And you are right again, but honestly I think she wants to know most of what's running through my head. We don't have many secrets for each other, if any at all.

I actually don't think she feels confused. She knows me pretty well and vice versa. We've been together for ten years now so it's pretty hard to surprise each other, showing new sides of ourselves, but hey, it happens now and then.

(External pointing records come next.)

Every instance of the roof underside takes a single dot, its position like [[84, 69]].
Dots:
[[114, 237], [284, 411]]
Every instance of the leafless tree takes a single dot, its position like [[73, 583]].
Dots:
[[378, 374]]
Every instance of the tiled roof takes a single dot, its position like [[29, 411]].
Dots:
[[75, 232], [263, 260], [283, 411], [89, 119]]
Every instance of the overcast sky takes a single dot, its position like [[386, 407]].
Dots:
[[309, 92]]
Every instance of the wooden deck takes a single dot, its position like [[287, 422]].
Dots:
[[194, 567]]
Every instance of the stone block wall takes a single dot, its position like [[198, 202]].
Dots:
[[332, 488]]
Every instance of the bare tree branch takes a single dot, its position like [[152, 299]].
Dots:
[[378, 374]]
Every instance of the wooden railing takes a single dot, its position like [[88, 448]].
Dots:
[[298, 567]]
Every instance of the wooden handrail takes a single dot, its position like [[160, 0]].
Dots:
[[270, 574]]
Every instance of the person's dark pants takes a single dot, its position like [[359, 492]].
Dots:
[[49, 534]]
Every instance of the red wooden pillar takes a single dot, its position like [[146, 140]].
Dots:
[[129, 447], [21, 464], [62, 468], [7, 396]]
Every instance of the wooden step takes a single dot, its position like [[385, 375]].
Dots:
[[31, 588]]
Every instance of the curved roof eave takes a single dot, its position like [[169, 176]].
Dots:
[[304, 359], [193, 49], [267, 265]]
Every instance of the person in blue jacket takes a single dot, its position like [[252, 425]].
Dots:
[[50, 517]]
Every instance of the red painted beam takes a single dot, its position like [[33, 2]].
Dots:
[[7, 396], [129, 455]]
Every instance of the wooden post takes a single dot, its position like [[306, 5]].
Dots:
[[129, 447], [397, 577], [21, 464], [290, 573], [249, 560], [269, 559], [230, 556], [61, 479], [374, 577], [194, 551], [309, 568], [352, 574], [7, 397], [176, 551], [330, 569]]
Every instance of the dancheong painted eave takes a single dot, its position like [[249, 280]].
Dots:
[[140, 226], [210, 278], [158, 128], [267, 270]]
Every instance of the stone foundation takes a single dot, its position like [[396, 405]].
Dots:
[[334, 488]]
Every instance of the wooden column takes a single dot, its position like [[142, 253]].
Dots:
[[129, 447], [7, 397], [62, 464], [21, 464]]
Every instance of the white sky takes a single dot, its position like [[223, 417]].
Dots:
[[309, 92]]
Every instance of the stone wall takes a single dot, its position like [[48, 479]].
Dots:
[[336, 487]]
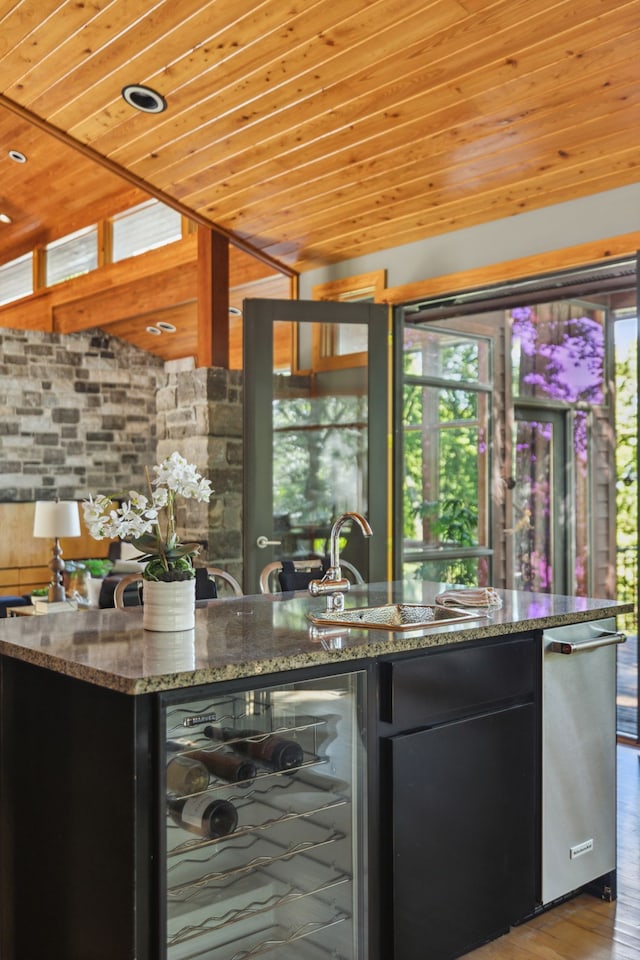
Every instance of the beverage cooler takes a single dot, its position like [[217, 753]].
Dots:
[[265, 822]]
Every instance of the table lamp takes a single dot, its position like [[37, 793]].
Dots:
[[55, 519]]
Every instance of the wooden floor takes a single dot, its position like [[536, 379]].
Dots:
[[586, 928]]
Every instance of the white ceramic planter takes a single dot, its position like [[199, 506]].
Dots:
[[169, 606], [169, 652]]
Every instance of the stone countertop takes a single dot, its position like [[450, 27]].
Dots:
[[260, 635]]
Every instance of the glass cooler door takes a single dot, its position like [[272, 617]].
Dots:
[[264, 822]]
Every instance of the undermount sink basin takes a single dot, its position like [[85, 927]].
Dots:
[[395, 616]]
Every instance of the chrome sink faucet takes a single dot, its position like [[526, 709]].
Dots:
[[333, 585]]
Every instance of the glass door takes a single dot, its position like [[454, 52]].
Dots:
[[447, 396], [316, 428], [538, 497]]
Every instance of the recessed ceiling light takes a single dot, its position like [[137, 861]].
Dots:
[[144, 98]]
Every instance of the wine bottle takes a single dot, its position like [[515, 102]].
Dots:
[[204, 815], [272, 750], [225, 765], [186, 775]]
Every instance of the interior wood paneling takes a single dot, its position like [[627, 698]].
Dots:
[[24, 559], [319, 134]]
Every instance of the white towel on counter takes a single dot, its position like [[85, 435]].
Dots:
[[469, 597]]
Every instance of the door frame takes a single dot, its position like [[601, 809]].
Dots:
[[259, 318]]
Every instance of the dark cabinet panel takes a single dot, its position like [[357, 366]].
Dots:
[[463, 835], [448, 684], [75, 819]]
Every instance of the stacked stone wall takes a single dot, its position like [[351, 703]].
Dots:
[[77, 414], [200, 415]]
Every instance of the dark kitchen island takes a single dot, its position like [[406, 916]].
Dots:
[[407, 824]]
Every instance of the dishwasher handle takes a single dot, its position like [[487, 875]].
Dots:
[[567, 647]]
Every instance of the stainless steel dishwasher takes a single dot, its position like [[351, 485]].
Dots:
[[579, 757]]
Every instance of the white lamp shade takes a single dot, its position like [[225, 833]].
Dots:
[[56, 518]]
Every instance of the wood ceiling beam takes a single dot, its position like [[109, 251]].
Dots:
[[213, 300], [142, 185]]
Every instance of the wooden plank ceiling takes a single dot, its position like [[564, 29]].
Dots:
[[321, 131]]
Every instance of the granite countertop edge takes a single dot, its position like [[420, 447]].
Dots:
[[134, 679]]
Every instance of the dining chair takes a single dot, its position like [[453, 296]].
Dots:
[[206, 587], [284, 576]]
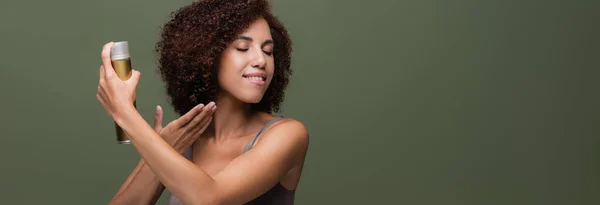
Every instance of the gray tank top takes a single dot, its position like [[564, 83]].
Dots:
[[277, 195]]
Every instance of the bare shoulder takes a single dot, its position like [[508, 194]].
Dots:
[[287, 131]]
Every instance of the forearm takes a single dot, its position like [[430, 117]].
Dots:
[[178, 174], [141, 187]]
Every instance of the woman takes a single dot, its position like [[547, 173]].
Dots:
[[234, 55]]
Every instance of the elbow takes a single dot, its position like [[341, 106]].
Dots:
[[202, 197]]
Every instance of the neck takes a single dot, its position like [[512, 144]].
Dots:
[[231, 119]]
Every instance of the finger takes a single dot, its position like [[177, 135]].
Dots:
[[135, 78], [158, 119], [185, 119], [108, 69], [102, 103], [201, 119], [101, 92], [102, 72], [201, 129]]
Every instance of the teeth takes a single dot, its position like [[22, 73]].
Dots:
[[256, 78]]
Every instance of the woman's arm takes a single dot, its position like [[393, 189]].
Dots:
[[243, 179], [142, 186]]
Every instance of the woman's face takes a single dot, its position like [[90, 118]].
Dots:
[[246, 67]]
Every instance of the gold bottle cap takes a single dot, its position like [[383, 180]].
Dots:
[[119, 50]]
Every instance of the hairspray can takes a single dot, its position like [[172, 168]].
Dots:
[[121, 62]]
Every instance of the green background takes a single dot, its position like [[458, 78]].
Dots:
[[407, 102]]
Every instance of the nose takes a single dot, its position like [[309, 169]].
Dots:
[[258, 60]]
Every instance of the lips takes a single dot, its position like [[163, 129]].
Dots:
[[257, 77]]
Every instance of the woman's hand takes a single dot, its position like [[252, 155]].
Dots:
[[116, 95], [184, 131]]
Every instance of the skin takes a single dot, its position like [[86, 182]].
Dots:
[[219, 173]]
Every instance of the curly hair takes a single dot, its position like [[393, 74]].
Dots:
[[191, 43]]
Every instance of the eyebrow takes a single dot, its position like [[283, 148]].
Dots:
[[250, 39]]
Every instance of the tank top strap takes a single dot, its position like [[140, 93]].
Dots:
[[251, 142]]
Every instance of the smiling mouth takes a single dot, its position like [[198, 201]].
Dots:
[[257, 80]]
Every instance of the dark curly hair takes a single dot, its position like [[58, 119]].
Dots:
[[191, 43]]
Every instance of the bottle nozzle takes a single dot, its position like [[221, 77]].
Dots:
[[120, 50]]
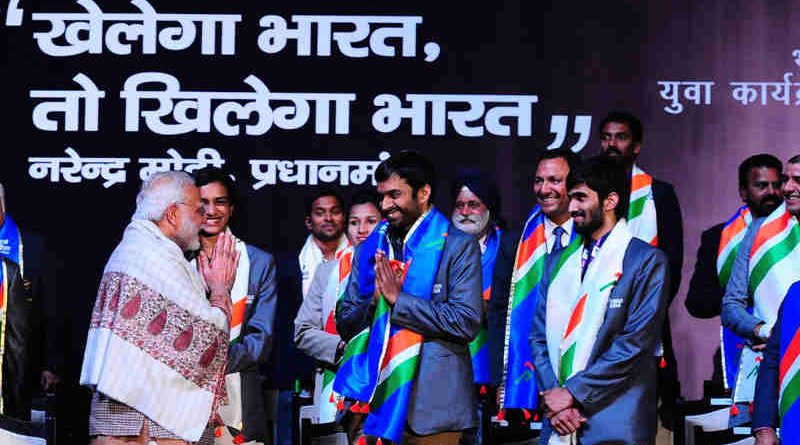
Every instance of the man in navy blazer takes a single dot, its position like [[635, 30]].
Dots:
[[443, 400], [249, 353], [613, 399], [621, 136]]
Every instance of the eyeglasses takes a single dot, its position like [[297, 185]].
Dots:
[[199, 210]]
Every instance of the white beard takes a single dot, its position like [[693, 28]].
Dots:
[[472, 228]]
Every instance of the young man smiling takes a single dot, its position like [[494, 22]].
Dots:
[[598, 319], [416, 282], [253, 297]]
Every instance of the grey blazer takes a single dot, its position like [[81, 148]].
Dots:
[[249, 355], [443, 397], [617, 390]]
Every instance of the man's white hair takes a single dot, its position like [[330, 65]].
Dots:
[[158, 192]]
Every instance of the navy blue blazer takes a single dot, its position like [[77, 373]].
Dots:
[[443, 397], [617, 390]]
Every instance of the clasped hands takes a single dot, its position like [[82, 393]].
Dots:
[[219, 272], [559, 407], [388, 281]]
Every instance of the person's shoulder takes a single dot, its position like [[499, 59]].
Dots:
[[713, 232], [662, 188], [641, 251], [257, 252]]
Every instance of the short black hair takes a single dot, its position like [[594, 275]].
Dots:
[[410, 165], [208, 175], [322, 192], [758, 161], [627, 118], [604, 175], [572, 159], [364, 196]]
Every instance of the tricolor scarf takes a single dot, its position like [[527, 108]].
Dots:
[[4, 279], [774, 267], [729, 242], [788, 375], [384, 374], [642, 220], [478, 348], [231, 413], [11, 242], [518, 379], [576, 308], [329, 401], [152, 315]]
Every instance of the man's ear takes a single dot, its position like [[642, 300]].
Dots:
[[171, 214], [424, 194], [611, 202]]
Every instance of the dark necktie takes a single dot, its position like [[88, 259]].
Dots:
[[557, 233]]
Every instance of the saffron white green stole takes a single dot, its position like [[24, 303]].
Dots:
[[774, 266], [642, 209], [328, 401], [576, 308], [231, 413], [788, 375], [730, 239]]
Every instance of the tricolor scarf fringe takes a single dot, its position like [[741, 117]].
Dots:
[[730, 239], [773, 268], [4, 280], [576, 309], [152, 315], [328, 401], [479, 348], [788, 375], [384, 373], [518, 379]]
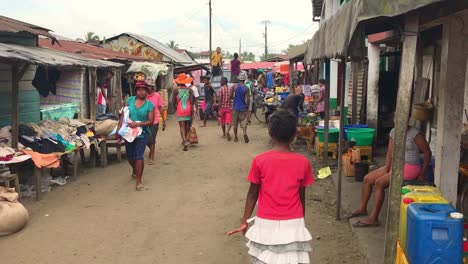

She just feels a bit sad about all the gaining stuff. Suddenly it became too much for her and although she really enjoyed the fact that I was even more attracted to her than usually she just couldn't stand looking at herself in the mirror and wanted to lose so much weight that she again could see a woman in the mirror that she was also able to think of as attractive. She was only intellectually able to accept that I was attracted to her larger figure but she could not look at her mirror image and think for herself: "Damn I look good". She was only able to think "Damn I look fat", "Damn, my belly is just waayyy too big", and that was a big turn-off for her. It has been difficult for me - AND her - to understand that we could look at the same person and yet see two so different persons. That's frustrating for both of us I think.


----------



## brainman (Sep 29, 2008)

@KHayes666
She's actually not the complaining type. She's very far from the stereotypical woman and that's one of the things I love her for. E.g. she never asks me "lose-lose"-questions where it's certain that whatever you answer it's wrong and making her sad/mad. Complaints from her are very rare but when they come they hurt a bit more then, because then I know that she's serious about them.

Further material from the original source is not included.